There's persistence settings at 4 components: ingester, querier, compactor, ruler. What is role of each of these storages? If I want logs retention (so that disk usage doesn't grow endlessly) should I configure Compactor to remove old data from all of these? How to do that?

If I use cloud-provider-specific storage (GCS, S3) then do I have to create 4 of these aswell? How to configure retention in such case?

Regards and thanks for creating Loki! I'm happy that there's a lightweight alternative to ELK stack :)

shinebayar-g commented 3 years ago

Agree. I'm struggling with same question.

WojciechKarpiel commented 3 years ago

Hi @shinebayar-g. The README states:

NOTE: In its default configuration, the chart uses boltdb-shipper and filesystem as storage. The reason for this is that the chart can be validated and installed in a CI pipeline. However, this setup is not fully functional. Querying will not be possible (or limited to the ingesters' in-memory caches) because that would otherwise require shared storage between ingesters and queriers which the chart does not support and would require a volume that supports ReadWriteMany access mode anyways. The recommendation is to use object storage, such as S3, GCS, MinIO, etc., or one of the other options documented at https://grafana.com/docs/loki/latest/storage/.

I guess that persistence settings is a leftover from attempt to get it working, or a copy-paste error.

Anyway, the chart works with GCP buckets and S3 buckets, so it's functional if you're OK with cloud-provider-dependent solution. (I haven't tried MinIO, it might let you stay cloud-agnostic)

stevehipwell commented 3 years ago

The answers are in the Single Store Loki docs, other than for the compactor.

mehta-ankit commented 2 years ago

Any idea how persistence helps with compactor ?

stevehipwell commented 2 years ago

@mehta-ankit my understanding is that the compactor persistence means that after the pod is re-started it doesn't need to recalculate the whole state of the system from scratch.

The Thanos Compact component is very similar so it's persistence docs should add a bit more context.

mehta-ankit commented 2 years ago

Thanks @stevehipwell

birdx0810 commented 6 months ago

@mehta-ankit my understanding is that the compactor persistence means that after the pod is re-started it doesn't need to recalculate the whole state of the system from scratch.

The Thanos Compact component is very similar so it's persistence docs should add a bit more context.

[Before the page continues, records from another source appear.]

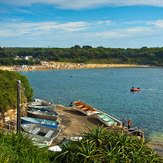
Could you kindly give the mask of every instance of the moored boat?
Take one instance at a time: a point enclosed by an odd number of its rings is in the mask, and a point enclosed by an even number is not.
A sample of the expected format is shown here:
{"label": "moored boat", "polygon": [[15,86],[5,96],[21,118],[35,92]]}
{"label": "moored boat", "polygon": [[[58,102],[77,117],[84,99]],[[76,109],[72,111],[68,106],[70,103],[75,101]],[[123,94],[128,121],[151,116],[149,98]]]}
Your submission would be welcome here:
{"label": "moored boat", "polygon": [[53,106],[37,106],[37,105],[28,105],[28,107],[32,110],[54,110]]}
{"label": "moored boat", "polygon": [[121,126],[122,125],[121,121],[103,112],[97,113],[97,118],[106,126]]}
{"label": "moored boat", "polygon": [[21,117],[21,123],[22,124],[24,124],[24,123],[39,124],[39,125],[51,127],[51,128],[58,128],[58,126],[59,126],[58,121],[32,118],[32,117]]}
{"label": "moored boat", "polygon": [[59,129],[49,128],[37,124],[21,124],[21,127],[29,134],[32,141],[48,146],[51,145],[53,140],[60,133]]}
{"label": "moored boat", "polygon": [[139,87],[138,88],[132,87],[130,90],[131,92],[136,92],[136,91],[141,91],[142,89],[140,89]]}
{"label": "moored boat", "polygon": [[74,101],[74,105],[78,111],[82,112],[85,115],[93,115],[98,112],[96,109],[80,101]]}
{"label": "moored boat", "polygon": [[41,118],[55,121],[58,118],[58,112],[49,110],[28,110],[28,117]]}

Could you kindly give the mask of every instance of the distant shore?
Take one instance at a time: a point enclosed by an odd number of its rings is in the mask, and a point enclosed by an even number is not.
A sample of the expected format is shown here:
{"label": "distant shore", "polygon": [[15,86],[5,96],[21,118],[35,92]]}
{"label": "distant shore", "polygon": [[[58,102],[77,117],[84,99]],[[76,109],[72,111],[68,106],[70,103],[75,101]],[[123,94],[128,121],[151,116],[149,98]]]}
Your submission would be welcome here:
{"label": "distant shore", "polygon": [[112,68],[112,67],[149,67],[149,66],[136,64],[86,64],[68,62],[41,62],[41,65],[0,66],[0,69],[8,71],[37,71],[37,70]]}

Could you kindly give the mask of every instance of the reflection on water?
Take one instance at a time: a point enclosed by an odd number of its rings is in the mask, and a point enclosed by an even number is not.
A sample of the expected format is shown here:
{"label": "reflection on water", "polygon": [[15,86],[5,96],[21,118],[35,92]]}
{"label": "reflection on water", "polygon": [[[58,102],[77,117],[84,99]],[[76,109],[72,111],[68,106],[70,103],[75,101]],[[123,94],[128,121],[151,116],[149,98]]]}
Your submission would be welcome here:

I believe that Loki Compactor is designed slightly different from Thanos and Mimir。

https://grafana.com/docs/loki/latest/operations/storage/retention/#compactor

According to the docs above, the marked chunks are saved in a file "on disk" and only be deleted after retention_delete_delay, which is works as a delay, allowing components to refresh their store and prevent query issues. Hence, it kinda needs to store a "state".

I might be wrong though. If a Loki expert could chime in and reveal the truth.

emedvesApk commented 2 months ago

I believe that Loki Compactor is designed slightly different from Thanos and Mimir。

https://grafana.com/docs/loki/latest/operations/storage/retention/#compactor

According to the docs above, the marked chunks are saved in a file "on disk" and only be deleted after retention_delete_delay, which is works as a delay, allowing components to refresh their store and prevent query issues. Hence, it kinda needs to store a "state".

I might be wrong though. If a Loki expert could chime in and reveal the truth.

I am analyzing disaster recovery scenarios using the loki-distributed chart, and I am concerned about the compactor's persistence.

From my understanding of this docs: https://grafana.com/docs/loki/latest/operations/storage/retention/#compactor losing the volume only results in losing the "marks" on the chunk that left the retention window, during the last compaction. I hope I'm wrong on this, but it would mean that those chunk will never be deleted. Meanwhile, the index has already been updated by the previous compaction, so the data in those chunks will not be queryable.

I hope someone can correct me, because this scenario is somewhat annoying and requires configuration of retention on the backing storage (S3 in my case).